Sum of switching power consumed by each net, together with internal power of every net (power dissipated by internal capacitances of a gate [31]), is reported as dynamic power dissipation. The report gives power consumption expressed in mW (milli Watt).

As shown on Figure 4.1, the simulation tool dumps the data generated under each logic simulation into a VCD file. Synopsys Power cannot however read VCD files, just the SAIF files. Because these two file formats are equivalent, VCD files can be converted to SAIF in dc_shell using a utility called vcd2saif. The SAIF files are then used in the power analysis of the net list in the Synopsys Power.

Design Power is able to read the technology library, the net-list, the wire loads and annotation files and report the power consumption by evoking the power report command. Power is reported as the cell internal power and net switching power. These two numbers stands for the dynamic power dissipation of the simulated and annotated circuit.

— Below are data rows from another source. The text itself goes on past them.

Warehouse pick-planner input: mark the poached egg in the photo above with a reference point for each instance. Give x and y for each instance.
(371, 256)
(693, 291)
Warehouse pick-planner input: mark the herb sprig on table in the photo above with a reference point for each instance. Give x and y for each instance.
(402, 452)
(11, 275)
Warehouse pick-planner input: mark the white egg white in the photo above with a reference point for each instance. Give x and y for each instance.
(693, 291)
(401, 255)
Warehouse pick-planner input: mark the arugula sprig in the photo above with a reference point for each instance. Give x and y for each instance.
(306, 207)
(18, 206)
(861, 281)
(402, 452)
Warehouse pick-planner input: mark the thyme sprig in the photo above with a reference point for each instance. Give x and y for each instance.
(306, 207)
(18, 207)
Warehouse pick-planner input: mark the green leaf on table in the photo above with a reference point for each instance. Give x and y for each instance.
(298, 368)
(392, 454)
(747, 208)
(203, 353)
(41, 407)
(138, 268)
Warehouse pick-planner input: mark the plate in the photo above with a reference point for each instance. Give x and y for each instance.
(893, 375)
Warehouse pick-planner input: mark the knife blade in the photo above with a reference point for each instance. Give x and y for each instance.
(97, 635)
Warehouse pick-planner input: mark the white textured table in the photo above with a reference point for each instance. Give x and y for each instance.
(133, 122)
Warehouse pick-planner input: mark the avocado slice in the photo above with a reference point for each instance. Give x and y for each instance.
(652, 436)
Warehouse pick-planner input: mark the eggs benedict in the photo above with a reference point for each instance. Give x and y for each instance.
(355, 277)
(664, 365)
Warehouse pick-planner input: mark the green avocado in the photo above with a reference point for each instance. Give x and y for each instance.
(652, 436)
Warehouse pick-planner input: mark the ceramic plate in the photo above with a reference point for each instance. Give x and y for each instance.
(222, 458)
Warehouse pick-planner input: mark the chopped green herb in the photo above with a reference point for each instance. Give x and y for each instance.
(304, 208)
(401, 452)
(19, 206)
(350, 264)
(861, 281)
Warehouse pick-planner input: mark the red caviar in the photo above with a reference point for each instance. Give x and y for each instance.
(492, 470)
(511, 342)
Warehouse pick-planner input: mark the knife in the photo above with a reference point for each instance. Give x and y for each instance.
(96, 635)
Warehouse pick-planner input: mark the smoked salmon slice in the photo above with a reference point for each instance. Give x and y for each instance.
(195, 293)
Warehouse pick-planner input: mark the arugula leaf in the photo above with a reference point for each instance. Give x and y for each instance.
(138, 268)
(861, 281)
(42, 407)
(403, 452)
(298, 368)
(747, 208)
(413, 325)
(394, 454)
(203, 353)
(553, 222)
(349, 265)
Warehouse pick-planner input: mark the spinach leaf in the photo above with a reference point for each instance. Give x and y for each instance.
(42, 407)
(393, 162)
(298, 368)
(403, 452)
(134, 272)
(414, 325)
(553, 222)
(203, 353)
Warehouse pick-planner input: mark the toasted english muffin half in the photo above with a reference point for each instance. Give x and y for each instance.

### 4.5 Script Development

Simulation results gathered during the experiments had to be adapted to extract the wanted information. To do that some scripts were developed. Python was chosen because it has its own built-in memory management and good facilities for cooperating with other programs. It is quite simple syntax makes script development en easy task with no place for errors.

Programming scripts in C language has been considered as well. However it is more complicated language and Python is preferred. Scripts developed in this thesis work are presented in Appendix C.

## Chapter 5

## Results

Results of the experiments executed for purposes of this thesis are presented in this chapter. The experiments are carried out in sequences to fulfill the general principles of the Monte Carlo technique as described in Section 3.2.3. Abbreviations used in the tables of this chapter and later in the discussion, are presented in Table 5.1.

Each circuit presented in next section is simulated eight times under each PVT condition with input vector sets of different size. The stimulus sets are identical for all simulations and all the input vectors used in the experiments are random.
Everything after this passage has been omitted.